Itsamia
"Il y a des moments qui vous extirpent de votre sens ordinaire des proportions. Regarder les tortues nicher à Itsamia fut l'un des miens."
Personne ne m’avait dit à quoi m’attendre. L’homme qui m’a emmené de Fomboni à l’arrière de sa moto — une heure et demie sur une route qui était en partie en béton, en partie en gravier et en partie en optimisme — a seulement dit que je verrais des tortues et que je devais apporter une lampe torche avec un filtre rouge. Je n’avais pas de filtre rouge. Il a trouvé un morceau de cellophane quelque part dans sa poche et l’a enroulé autour de la lampe avec un élastique, ce qui a suffisamment bien fonctionné. Nous sommes arrivés sur la plage tandis que la lumière faiblissait et nous nous sommes assis sur une bûche à l’orée de la végétation pour attendre. La mer était noire. La plage était plus sombre que je ne m’y attendais — du sable volcanique mêlé à du sable plus clair, la texture de quelque chose broyé sur des siècles.

La première tortue est sortie de l’eau vers neuf heures. Elle avançait avec la détermination délibérée et épuisée de quelque chose obéissant à une instruction plus ancienne que la pensée — se hissant le long de la plage sur ses nageoires, s’arrêtant, se reposant, repartant. Elle pesait peut-être cent cinquante kilos. C’était une tortue verte, une Chelonia mydas, un fait que je n’arrêtais pas de me répéter comme si nommer les choses pouvait les contenir. Elle a choisi un endroit au-dessus de la laisse de mer, a creusé sa chambre de nidification avec ses nageoires arrière dans un mouvement qui semblait à la fois mécanique et ancestral, et a commencé à pondre. Nous nous sommes accroupis à distance, sous lumière rouge, sans parler. Mon guide avait la main sur mon bras, légèrement, pour me maintenir immobile.
Ce qu’il y a avec la plage d’Itsamia, c’est qu’elle n’était pas seule. Au cours de cette nuit, j’ai compté onze tortues sur la plage à diverses étapes — certaines arrivant de la mer, certaines dans la transe lente de la ponte, une déjà en train de regagner les vagues avec une lourdeur qui ressemblait à du chagrin mais n’était que biologie. La communauté d’Itsamia protège cette plage depuis des décennies, gérant un projet de conservation qui en a fait l’un des sites de nidification de tortues vertes les plus importants de l’ouest de l’océan Indien. Il n’y a pas d’hôtels de villégiature ici, ni de circuits organisés d’observation des tortues avec des lampes frontales de marque, ni de boutiques de souvenirs. Il y a un village, une plage et un accord entre des personnes et des animaux qui a tenu assez longtemps pour compter.

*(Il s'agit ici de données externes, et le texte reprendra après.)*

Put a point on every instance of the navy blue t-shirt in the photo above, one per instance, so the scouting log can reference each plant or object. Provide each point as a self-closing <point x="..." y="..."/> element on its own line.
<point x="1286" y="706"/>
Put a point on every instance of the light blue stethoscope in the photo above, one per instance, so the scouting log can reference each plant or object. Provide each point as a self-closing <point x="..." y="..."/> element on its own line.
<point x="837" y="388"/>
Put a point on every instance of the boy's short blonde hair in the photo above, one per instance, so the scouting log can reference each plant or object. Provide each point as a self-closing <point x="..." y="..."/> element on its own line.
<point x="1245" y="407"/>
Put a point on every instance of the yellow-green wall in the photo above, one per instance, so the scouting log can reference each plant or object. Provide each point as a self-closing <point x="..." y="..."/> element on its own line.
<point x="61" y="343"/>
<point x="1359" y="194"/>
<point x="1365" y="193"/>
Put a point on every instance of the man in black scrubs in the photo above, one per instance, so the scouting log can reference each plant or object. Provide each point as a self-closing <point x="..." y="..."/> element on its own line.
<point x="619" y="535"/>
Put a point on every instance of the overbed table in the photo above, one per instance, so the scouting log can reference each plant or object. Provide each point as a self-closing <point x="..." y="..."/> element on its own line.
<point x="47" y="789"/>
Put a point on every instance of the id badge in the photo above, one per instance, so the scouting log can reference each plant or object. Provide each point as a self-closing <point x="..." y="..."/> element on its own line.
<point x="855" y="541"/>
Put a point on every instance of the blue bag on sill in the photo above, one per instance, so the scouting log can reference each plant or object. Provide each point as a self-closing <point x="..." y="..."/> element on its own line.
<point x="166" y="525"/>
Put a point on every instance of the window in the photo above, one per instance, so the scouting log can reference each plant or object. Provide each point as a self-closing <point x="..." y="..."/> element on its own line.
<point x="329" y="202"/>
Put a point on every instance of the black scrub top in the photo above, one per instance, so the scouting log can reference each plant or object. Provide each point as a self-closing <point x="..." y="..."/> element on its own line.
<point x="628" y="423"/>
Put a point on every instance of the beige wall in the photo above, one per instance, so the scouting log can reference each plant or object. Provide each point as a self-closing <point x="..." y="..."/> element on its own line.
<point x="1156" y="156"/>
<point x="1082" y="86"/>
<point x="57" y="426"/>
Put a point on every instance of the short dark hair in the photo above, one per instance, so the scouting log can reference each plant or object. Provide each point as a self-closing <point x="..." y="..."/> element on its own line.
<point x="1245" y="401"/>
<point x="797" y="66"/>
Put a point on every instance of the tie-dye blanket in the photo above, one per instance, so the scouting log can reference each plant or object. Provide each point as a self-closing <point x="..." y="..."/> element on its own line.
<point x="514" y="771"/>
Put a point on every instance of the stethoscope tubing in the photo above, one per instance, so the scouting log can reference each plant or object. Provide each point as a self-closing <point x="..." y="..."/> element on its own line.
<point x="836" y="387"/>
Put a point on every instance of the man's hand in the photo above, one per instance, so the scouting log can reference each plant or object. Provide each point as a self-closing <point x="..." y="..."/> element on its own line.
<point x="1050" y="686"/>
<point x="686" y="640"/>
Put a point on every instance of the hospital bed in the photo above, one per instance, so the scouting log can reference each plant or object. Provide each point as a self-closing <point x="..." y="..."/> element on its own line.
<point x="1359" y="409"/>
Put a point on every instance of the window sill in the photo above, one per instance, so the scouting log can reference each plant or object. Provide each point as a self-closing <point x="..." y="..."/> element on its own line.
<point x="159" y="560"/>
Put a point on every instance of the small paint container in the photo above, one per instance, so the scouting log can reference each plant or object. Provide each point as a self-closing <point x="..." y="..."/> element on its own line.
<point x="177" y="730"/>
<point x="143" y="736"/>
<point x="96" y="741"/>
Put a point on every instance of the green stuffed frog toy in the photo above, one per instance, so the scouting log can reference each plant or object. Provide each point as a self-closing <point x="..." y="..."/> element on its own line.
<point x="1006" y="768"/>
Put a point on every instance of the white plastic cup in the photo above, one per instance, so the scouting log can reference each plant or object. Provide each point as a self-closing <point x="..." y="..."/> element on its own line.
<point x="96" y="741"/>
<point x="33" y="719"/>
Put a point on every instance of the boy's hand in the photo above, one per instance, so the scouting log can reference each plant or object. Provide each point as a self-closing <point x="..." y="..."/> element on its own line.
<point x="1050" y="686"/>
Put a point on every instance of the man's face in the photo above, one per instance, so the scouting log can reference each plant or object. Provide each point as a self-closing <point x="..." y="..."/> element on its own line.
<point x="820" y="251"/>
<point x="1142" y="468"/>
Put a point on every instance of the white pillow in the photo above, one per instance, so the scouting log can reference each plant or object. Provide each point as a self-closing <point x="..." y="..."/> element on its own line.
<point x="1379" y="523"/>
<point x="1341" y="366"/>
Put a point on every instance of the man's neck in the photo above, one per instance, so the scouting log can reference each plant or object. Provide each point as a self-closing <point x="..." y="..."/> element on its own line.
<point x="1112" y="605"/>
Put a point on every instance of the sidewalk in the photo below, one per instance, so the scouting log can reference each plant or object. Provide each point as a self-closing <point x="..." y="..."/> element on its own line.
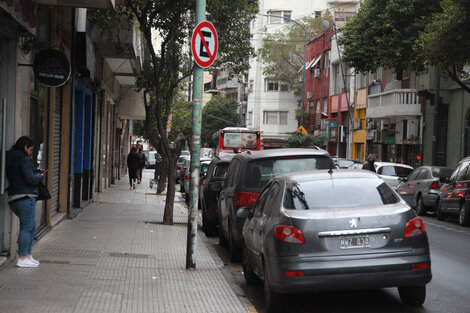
<point x="116" y="256"/>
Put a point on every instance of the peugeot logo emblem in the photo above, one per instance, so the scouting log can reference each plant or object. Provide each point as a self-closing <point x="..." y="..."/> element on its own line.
<point x="353" y="222"/>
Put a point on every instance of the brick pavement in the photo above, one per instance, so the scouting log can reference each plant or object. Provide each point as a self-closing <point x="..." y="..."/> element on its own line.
<point x="116" y="256"/>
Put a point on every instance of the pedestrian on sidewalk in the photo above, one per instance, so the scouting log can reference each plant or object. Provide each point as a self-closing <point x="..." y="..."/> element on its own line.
<point x="369" y="165"/>
<point x="23" y="179"/>
<point x="141" y="164"/>
<point x="133" y="166"/>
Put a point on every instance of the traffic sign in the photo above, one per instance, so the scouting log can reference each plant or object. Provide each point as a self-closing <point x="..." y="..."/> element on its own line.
<point x="204" y="44"/>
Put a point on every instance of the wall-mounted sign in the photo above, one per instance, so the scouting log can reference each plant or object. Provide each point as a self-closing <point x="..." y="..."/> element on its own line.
<point x="51" y="67"/>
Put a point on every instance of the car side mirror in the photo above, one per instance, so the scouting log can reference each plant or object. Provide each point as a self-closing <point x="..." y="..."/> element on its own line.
<point x="245" y="212"/>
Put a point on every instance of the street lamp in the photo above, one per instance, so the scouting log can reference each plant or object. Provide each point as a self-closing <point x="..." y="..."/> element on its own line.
<point x="301" y="122"/>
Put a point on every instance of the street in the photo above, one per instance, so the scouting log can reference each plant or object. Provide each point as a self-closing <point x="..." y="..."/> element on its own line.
<point x="447" y="292"/>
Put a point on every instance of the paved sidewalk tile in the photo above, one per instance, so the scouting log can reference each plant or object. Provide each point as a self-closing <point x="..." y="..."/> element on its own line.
<point x="116" y="256"/>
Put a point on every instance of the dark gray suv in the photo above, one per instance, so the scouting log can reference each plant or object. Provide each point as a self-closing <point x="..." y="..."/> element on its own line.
<point x="247" y="175"/>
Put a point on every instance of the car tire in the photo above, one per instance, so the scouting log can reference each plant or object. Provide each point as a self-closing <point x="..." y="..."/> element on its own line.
<point x="412" y="295"/>
<point x="250" y="276"/>
<point x="464" y="216"/>
<point x="439" y="214"/>
<point x="420" y="208"/>
<point x="273" y="302"/>
<point x="209" y="228"/>
<point x="222" y="240"/>
<point x="234" y="252"/>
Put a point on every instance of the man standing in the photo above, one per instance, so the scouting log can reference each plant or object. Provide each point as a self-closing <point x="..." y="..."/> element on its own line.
<point x="141" y="164"/>
<point x="369" y="165"/>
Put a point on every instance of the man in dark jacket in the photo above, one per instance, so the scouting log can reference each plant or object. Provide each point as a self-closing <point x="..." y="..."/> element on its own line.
<point x="369" y="165"/>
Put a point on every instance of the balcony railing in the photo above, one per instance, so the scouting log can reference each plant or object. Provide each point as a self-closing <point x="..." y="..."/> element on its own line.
<point x="399" y="102"/>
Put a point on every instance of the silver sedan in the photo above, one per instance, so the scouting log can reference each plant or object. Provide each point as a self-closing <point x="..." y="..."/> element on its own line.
<point x="331" y="230"/>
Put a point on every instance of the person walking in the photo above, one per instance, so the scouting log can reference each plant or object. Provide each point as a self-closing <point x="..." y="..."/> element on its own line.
<point x="23" y="179"/>
<point x="369" y="165"/>
<point x="133" y="166"/>
<point x="141" y="164"/>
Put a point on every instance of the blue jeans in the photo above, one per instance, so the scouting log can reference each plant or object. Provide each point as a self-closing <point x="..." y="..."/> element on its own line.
<point x="25" y="209"/>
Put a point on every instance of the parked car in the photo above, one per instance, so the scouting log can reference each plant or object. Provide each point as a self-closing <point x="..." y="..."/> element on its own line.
<point x="390" y="172"/>
<point x="204" y="165"/>
<point x="345" y="163"/>
<point x="179" y="166"/>
<point x="453" y="198"/>
<point x="322" y="230"/>
<point x="421" y="187"/>
<point x="247" y="175"/>
<point x="210" y="190"/>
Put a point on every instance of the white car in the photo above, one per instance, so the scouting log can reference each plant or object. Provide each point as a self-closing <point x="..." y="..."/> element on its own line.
<point x="390" y="172"/>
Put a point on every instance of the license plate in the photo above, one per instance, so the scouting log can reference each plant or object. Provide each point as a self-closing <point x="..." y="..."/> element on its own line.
<point x="351" y="242"/>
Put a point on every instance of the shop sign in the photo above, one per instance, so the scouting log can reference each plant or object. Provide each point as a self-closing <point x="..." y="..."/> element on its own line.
<point x="389" y="140"/>
<point x="51" y="67"/>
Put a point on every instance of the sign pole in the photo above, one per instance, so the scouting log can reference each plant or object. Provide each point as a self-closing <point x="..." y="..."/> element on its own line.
<point x="195" y="151"/>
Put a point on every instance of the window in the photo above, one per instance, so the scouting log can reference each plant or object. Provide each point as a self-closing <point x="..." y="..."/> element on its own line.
<point x="274" y="85"/>
<point x="274" y="117"/>
<point x="279" y="17"/>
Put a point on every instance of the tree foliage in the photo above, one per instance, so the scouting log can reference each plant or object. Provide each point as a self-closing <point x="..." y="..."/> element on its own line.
<point x="282" y="53"/>
<point x="169" y="64"/>
<point x="384" y="33"/>
<point x="299" y="140"/>
<point x="218" y="113"/>
<point x="445" y="42"/>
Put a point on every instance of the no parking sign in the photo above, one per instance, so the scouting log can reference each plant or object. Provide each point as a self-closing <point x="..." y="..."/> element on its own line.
<point x="204" y="44"/>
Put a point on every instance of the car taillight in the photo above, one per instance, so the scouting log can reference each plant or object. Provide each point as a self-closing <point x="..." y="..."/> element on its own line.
<point x="414" y="227"/>
<point x="434" y="185"/>
<point x="289" y="234"/>
<point x="246" y="198"/>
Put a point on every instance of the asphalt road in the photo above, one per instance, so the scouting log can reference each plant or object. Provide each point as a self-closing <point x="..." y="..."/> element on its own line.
<point x="448" y="292"/>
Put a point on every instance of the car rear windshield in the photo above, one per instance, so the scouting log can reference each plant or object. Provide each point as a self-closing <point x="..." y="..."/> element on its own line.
<point x="338" y="193"/>
<point x="441" y="172"/>
<point x="396" y="171"/>
<point x="259" y="172"/>
<point x="221" y="169"/>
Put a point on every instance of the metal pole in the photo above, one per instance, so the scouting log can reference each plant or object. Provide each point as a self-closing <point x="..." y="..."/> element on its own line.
<point x="436" y="120"/>
<point x="195" y="151"/>
<point x="302" y="109"/>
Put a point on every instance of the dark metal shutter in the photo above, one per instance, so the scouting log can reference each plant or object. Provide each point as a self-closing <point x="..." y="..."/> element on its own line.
<point x="56" y="137"/>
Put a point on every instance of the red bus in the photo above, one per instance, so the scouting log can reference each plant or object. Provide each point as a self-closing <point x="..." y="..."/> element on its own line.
<point x="231" y="138"/>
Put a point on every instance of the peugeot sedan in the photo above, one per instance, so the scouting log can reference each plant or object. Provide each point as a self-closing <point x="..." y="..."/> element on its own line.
<point x="331" y="230"/>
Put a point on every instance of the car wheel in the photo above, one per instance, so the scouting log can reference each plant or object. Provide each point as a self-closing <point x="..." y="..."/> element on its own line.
<point x="439" y="214"/>
<point x="233" y="251"/>
<point x="209" y="228"/>
<point x="420" y="208"/>
<point x="464" y="216"/>
<point x="250" y="276"/>
<point x="412" y="295"/>
<point x="222" y="240"/>
<point x="273" y="302"/>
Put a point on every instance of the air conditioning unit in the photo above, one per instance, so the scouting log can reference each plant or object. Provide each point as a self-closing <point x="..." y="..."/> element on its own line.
<point x="356" y="123"/>
<point x="316" y="73"/>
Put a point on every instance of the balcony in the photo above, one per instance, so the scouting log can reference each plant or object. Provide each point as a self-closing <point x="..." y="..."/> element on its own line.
<point x="394" y="103"/>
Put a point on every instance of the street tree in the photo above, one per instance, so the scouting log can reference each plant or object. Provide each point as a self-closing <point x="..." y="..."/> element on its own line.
<point x="384" y="33"/>
<point x="282" y="53"/>
<point x="218" y="113"/>
<point x="168" y="65"/>
<point x="445" y="42"/>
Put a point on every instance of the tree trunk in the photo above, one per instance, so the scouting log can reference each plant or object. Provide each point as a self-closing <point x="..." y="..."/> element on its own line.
<point x="170" y="194"/>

J’ai dormi cette nuit-là dans une chambre du village, sur une natte, sous une moustiquaire qui fut surtout efficace. Le matin, la plage était vide et la marée avait tout nivelé — les pistes, les sites de nids, tout — laissant le sable propre et vierge comme si rien ne s’était passé. Mais quelque chose s’était passé. C’est la sensation qu’Itsamia vous laisse : avoir été présent à quelque chose qui continue avec ou sans vous, comme cela dure depuis des millions d’années, et être reconnaissant pour cette brève intersection.
Quand y aller : La saison de nidification s’étend de juillet à octobre, avec le pic généralement en août et septembre. En dehors de cette fenêtre, les tortues sont surtout absentes, bien que la plage et le village méritent une visite pour la plongée en apnée et la communauté elle-même. La route d’accès depuis Fomboni est difficile — une moto ou un 4x4 robuste est le choix pratique. Demandez à Fomboni à quelqu’un qui connaît le chemin ; la communauté de conservation d’Itsamia accueille chaleureusement les visiteurs respectueux.